Холблит отправился дальше – к самому большому дому, упомянутому чертогу; очень вытянутый в длину, он казался невысоким, и его нельзя было назвать красивым, скорее просто похожим на островерхую груду камней. Внутрь вела низкая прямоугольная дверь, и Холблит вошел в нее, низко пригнувшись, а когда погас отблеск дневного света на наконечнике его копья, которое держал перед собою, улыбнулся и произнес:
– Если бы сейчас кто-нибудь рядом с оружием в руках воспротивился бы моему приходу, тут бы и вся сказка сказалась!
Однако он вошел в чертог, не получив и удара, и, встав на пороге, заговорил:
– Да посетит в этот день процветание всякого, кто находится внутри этого дома! Ответит ли здесь гостю мужчина?
Но никто не ответил и не приветствовал его, и когда глаза Холблита привыкли к сумраку, он огляделся вокруг, но ни на полу, ни на высоком сиденье, ни у очага не заметил мужа. Молчанье царило здесь, лишь посреди чертога потрескивал, мерцая, очаг и мыши суетились за обшивкой стен.
С одной стороны чертога рядком тянулись крытые ложа, и Холблит решил, что в них могут оказаться мужи, но раз ему никто не ответил, не стал обыскивать их, опасаясь ловушки, подумав:
– Останусь на просторе, и если кто-нибудь, друг или враг, займется мной, пусть подойдет ближе.
И он принялся расхаживать по чертогу от кладовой до помоста. Наконец, как будто бы расслышав чей-то жалкий голосишко, слишком, впрочем, скрипучий для крысиного писка, он остановился и произнес:
– Скажет ли какой-нибудь муж слово Холблиту, пришельцу, не знакомому с этим домом?
Тут тоненький голос, превратившись в слова, произнес:
– Что это за дурень расхаживает по нашему чертогу без всякого дела, каркая, словно ворон над вершиной утеса, и ожидая гласа рогов и звона заскучавших мечей?
Отвечал Холблит голосом, громко прозвучавшим в чертоге:
– Кто называет Холблита дурнем и смеется над Сынами Ворона?
Отозвался голос:
– Почему бы дурню не подойти к мужу, который не может выйти навстречу гостю?
Нагнувшись вперед, чтобы вслушаться, Холблит определил, что голос доносится от одного из лож, и, приставив к столбу копье, открыл отмеченное им ложе и увидел, что там лежит старец, с виду чрезвычайно дряхлый и изможденный, а длинные, белые словно снег волосы его рассыпались по постели.
Увидев Холблита, старец усмехнулся тонким и скрипучим голосом и молвил не без насмешки:
– Здравствуй, пришелец!
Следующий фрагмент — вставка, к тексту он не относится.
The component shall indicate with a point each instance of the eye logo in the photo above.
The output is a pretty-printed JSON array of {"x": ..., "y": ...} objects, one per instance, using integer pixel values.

Есть будешь?
– Ага, – ответил Холблит.
– Тогда ступай в кладовую, – сказал старый кметь, – там на полках найдешь пироги, творог и сыр; ешь досыта, а когда покончишь с едой, загляни в уголок и там увидишь бочонок меда, отменного и посему крепкого, рядом найдешь кувшин и две серебряные чаши. Наполни кувшин и принеси его сюда вместе с чашами, тогда мы поговорим за питьем, приятным для старика. И поспеши! Иначе дважды дурнем назову я того, кто не торопится за мясом, когда голоден.